Quantitative Analysis (QA), the section that often jeopardises the chances of non-engineering candidates of getting into Indian Institutes of Management (IIMs), turned out to be more difficult than expected this year in the Common Admission Test (CAT) 2018.
Gateway to the 20 premier IIMs and over 110 non-IIM B-schools, CAT 2018 was held in a reportedly smooth manner across 147 cities in two slots on Sunday.
The entrance test was of 180 minutes, divided into three sections, including Verbal Ability and Reading Comprehension (VARC), Data Interpretation and Logical Reasoning (DILR), and Quantitative Analysis (QA).
According to CAT experts, unlike last year, when QA was "easy", this year the section was "reasonably tough".
Unlike VARC and DILR, QA is a section most suited for candidates with an engineering background.
Apparently candidates were allotted 60 minutes for answering 34 questions each in QA and VARC and 32 in DILR without being able to switch from one section to another while answering questions in a section.
According to CAT tutorial experts, the restriction in movement across sections during the test could help non-engineering candidates.
"Similar to the last two years, this year too there was a time limit to each section with candidates unable to switch sections. This offers a level playing field for engineering and non-engineering candidates, who have to spend equal time on sections easier or more difficult to them," said Ramnath Kanakadandi, National CAT Course Director at T.I.M.E.
IIMs have been introducing such features to ensure diversity in terms of academic backgrounds, thereby encouraging non-engineering students to join IIMs.

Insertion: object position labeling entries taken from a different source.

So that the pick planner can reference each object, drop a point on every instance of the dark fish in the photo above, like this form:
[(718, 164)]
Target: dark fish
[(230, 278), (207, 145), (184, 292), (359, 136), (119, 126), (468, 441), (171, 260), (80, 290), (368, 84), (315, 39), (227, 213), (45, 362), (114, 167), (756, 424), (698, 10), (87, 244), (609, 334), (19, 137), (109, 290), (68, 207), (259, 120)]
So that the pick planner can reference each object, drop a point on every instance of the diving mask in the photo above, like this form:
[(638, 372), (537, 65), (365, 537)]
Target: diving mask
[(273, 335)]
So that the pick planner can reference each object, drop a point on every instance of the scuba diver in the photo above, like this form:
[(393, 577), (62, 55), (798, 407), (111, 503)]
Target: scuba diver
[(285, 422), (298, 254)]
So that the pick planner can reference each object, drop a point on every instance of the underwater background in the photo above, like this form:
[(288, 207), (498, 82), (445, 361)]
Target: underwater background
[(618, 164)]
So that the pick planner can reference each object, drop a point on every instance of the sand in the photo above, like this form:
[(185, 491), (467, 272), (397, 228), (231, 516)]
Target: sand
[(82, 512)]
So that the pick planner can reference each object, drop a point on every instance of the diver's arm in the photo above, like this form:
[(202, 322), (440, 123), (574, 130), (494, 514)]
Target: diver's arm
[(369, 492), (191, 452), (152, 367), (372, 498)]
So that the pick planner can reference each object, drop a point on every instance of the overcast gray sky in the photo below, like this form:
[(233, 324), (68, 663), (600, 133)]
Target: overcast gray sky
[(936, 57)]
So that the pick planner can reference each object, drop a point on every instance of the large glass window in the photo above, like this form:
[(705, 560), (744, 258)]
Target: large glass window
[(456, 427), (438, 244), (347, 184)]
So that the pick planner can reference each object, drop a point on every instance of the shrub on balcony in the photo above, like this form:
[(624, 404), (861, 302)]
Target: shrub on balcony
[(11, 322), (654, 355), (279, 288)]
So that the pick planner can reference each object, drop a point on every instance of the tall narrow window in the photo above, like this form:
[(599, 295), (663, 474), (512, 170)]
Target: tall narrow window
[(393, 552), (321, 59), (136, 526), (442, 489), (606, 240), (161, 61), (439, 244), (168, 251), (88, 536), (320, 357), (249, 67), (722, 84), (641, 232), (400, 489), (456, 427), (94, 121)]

There was a roughly 4 per cent rise in registration over last year. As against over 231,067 registrations in CAT 2017, this year the test saw registrations close at 241,000 after the window was extended by a few days. According to Gautam Bawa, Group Product Head, Career Launcher, while VARC and DILR were relatively easy or moderately difficult compared to previous years, QA "came out all guns blazing", ending up as the most difficult section in the test this year. This is despite the fact that over the years, IIMs have been relying less on QA to encourage more non-engineering candidates make it to the IIMs.
IIMs offered candidates the option to select four test cities in order of their preference, with centres being assigned to candidates only after the last date for CAT 2018 registration. Registrations for the entrance test to the 20 IIMs, along with over 110 non-IIM management institutes who use CAT scores, had opened on August 8 and closed on September 26, after being extended from the initial closing date of September 19.
Last year, total registrations for CAT 2017 had closed at over 231,067, marginally down by 0.59 per cent over the previous year 2016, which had seen registrations close at 232,436. Gender-wise, however, share of female applicants had risen marginally by 1.16 per cent.